Preoperative Anesthesia Evaluation: It is imperative to perform an adequate preoperative evaluation of the patient. This should be done when possible by the physician who will give the anesthesia for all inpatients. The preoperative evaluation should cover the following: review of medical history and physical examination; laboratory tests, as necessary; evaluation of the patient's’ physical status; choice of anesthesia and factors influencing that choice; patient’s previous drug history; other anesthetic experience; any potential anesthetic problems; orders for pre-anesthetic medication; and patient interview and informed consent. The preceding information must be documented in the patient’s medical record on the preoperative evaluation form. The form should contain the date, time, signature and physician number. Charts will be reviewed periodically and randomly to assess how satisfactorily these requirements are being fulfilled.

Inpatients: Inpatients will be seen the evening before surgery by the resident assigned to the case or by a designated alternate when the resident assigned to the case is currently involved in patient care.

Outpatients: Anesthesiology outpatients are seen in the Pre-op Clinic, room 2285, by the outpatient resident, ARNPs, or by any available resident. Patients are seen between 8:00 a.m. and 5:00 p.m. When a patient is scheduled for surgery who will not be admitted to the hospital as an inpatient or who will be admitted the day of surgery, arrangements for an evaluation must be made by the Pre-op Clinic.

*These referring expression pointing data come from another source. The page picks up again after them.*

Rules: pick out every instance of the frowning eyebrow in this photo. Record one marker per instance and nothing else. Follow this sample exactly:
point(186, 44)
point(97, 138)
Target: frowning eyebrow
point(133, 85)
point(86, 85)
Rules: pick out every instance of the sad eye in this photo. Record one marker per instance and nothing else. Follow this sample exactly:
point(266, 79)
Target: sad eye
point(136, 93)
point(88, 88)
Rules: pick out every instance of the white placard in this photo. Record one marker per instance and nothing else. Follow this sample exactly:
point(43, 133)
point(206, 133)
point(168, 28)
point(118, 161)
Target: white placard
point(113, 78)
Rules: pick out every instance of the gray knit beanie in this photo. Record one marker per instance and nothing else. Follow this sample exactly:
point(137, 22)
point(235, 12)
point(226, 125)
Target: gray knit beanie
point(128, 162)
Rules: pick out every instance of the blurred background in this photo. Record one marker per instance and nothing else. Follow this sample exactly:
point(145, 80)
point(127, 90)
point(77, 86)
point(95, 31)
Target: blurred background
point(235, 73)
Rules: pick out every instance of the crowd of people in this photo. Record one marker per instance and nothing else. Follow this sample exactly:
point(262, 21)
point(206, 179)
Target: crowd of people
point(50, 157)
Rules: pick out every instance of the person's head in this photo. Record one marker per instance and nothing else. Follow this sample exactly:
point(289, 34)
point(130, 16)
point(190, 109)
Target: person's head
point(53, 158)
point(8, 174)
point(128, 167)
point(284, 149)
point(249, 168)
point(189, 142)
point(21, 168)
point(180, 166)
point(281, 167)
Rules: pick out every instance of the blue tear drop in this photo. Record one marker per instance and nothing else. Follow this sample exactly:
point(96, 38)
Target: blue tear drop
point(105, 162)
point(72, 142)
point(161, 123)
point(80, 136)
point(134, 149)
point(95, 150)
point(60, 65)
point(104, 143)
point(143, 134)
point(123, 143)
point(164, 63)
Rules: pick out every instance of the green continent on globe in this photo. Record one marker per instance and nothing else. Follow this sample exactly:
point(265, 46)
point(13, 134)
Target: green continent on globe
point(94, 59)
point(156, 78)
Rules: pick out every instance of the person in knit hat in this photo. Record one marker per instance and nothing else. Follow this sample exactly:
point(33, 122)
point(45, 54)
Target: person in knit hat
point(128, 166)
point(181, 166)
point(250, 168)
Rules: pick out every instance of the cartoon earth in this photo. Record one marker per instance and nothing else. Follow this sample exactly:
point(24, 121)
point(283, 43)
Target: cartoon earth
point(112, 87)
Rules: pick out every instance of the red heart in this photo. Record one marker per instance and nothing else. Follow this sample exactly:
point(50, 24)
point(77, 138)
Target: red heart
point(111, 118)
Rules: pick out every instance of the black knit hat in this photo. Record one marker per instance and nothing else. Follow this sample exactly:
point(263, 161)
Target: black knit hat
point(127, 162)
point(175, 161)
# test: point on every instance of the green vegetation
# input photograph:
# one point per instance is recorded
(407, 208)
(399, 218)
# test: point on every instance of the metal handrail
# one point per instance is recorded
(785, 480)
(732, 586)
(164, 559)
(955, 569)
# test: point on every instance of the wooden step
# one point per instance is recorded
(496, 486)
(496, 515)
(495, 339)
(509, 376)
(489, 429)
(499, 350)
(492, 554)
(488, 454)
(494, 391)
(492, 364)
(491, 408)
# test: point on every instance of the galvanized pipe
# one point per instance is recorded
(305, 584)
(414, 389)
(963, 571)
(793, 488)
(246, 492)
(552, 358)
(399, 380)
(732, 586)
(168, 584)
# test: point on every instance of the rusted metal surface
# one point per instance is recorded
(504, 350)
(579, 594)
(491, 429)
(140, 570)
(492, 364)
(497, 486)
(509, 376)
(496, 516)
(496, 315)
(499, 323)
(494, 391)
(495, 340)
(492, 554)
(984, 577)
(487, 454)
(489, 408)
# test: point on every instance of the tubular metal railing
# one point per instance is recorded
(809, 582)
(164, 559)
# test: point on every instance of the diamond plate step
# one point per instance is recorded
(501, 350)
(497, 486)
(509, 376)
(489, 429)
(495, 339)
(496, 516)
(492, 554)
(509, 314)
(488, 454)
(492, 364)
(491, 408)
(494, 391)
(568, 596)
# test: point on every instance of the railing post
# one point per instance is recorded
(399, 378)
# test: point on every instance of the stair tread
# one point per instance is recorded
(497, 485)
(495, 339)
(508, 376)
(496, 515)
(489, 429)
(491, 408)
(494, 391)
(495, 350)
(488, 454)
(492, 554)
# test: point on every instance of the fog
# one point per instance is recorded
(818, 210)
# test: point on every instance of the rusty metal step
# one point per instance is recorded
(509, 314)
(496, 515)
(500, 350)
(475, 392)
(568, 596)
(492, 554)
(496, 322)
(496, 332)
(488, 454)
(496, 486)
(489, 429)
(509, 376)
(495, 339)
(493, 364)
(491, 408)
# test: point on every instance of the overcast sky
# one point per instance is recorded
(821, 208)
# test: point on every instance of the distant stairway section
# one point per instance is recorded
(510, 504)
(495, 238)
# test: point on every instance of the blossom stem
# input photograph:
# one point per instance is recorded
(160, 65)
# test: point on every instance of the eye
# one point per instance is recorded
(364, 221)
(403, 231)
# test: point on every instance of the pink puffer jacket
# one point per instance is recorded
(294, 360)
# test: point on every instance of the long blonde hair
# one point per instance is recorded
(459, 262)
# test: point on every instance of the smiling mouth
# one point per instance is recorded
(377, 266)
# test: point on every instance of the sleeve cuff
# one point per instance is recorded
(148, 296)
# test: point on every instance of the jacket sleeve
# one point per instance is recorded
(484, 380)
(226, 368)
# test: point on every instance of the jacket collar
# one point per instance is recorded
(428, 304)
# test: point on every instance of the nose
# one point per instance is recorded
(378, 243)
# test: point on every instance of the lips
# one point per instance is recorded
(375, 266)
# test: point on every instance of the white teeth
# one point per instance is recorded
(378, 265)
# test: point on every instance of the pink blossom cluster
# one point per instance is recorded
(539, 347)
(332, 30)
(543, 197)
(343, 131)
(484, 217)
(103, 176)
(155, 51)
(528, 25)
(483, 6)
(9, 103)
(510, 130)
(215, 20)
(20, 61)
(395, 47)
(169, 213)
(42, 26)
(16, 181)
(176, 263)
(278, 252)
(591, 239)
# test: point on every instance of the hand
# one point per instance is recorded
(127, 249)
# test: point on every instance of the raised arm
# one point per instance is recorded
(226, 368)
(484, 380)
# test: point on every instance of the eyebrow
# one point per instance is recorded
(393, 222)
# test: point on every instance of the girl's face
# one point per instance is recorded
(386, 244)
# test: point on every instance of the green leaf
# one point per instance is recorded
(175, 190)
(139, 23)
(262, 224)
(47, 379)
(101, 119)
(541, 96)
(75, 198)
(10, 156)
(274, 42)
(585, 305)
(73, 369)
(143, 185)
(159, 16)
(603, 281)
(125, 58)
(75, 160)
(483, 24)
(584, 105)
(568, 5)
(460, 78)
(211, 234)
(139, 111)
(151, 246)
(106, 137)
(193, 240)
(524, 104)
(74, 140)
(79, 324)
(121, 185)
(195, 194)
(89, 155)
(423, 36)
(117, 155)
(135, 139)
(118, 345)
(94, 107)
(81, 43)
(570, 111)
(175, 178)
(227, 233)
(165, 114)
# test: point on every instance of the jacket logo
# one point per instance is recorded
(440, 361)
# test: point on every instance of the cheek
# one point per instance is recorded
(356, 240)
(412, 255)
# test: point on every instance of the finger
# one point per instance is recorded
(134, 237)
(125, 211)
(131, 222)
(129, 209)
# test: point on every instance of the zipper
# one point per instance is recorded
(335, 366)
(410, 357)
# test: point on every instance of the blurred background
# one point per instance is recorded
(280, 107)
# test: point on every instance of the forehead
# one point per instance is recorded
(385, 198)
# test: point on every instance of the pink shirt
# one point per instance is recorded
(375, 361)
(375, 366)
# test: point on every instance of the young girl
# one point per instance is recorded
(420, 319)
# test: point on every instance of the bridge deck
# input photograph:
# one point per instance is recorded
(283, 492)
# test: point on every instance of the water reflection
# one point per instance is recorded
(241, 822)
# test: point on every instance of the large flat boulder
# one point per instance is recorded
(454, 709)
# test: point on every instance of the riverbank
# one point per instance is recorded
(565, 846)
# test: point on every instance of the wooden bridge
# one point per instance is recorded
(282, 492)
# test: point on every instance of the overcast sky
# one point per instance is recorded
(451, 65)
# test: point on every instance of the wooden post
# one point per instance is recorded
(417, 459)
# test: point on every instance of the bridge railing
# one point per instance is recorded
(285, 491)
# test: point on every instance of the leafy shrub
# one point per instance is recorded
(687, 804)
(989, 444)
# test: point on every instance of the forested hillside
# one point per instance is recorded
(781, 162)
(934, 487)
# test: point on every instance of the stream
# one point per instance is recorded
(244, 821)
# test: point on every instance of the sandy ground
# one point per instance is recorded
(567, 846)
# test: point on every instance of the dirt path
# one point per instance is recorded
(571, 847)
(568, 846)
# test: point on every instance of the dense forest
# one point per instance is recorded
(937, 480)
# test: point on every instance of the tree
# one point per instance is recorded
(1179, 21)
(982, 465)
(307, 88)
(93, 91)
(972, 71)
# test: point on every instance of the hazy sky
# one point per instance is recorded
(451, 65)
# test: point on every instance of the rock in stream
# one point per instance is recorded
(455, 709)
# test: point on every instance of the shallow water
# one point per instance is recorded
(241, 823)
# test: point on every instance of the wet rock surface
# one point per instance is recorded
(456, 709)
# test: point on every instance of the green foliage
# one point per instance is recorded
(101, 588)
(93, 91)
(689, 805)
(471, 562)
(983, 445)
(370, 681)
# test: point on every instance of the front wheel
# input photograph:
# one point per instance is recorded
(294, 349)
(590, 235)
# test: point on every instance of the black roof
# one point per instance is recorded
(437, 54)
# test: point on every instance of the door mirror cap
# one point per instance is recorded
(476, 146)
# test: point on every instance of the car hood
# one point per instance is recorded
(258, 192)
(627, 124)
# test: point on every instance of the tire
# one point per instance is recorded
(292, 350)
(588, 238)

Obstetrical Patients: Although all obstetrical patients admitted to the labor and delivery area will not receive anesthesia, all must be evaluated for anesthesia. The anesthesia resident on the obstetric anesthesia service will be notified (usually, and preferably) immediately after such patients have been evaluated by the obstetric resident. The anesthesiologist should examine and discuss with the patient the various anesthesia services available, and then make a complete notation of the preoperative evaluation in the chart.

Choice of Anesthesia: The choice of anesthesia should take into account the patient’s wishes, the anesthesiologist’s expertise, and special surgical problems. Ultimately, the decision is the responsibility of the attending anesthesiologist. If the anesthesiologist and surgeon disagree irreconcilably, the former may withdraw from the case.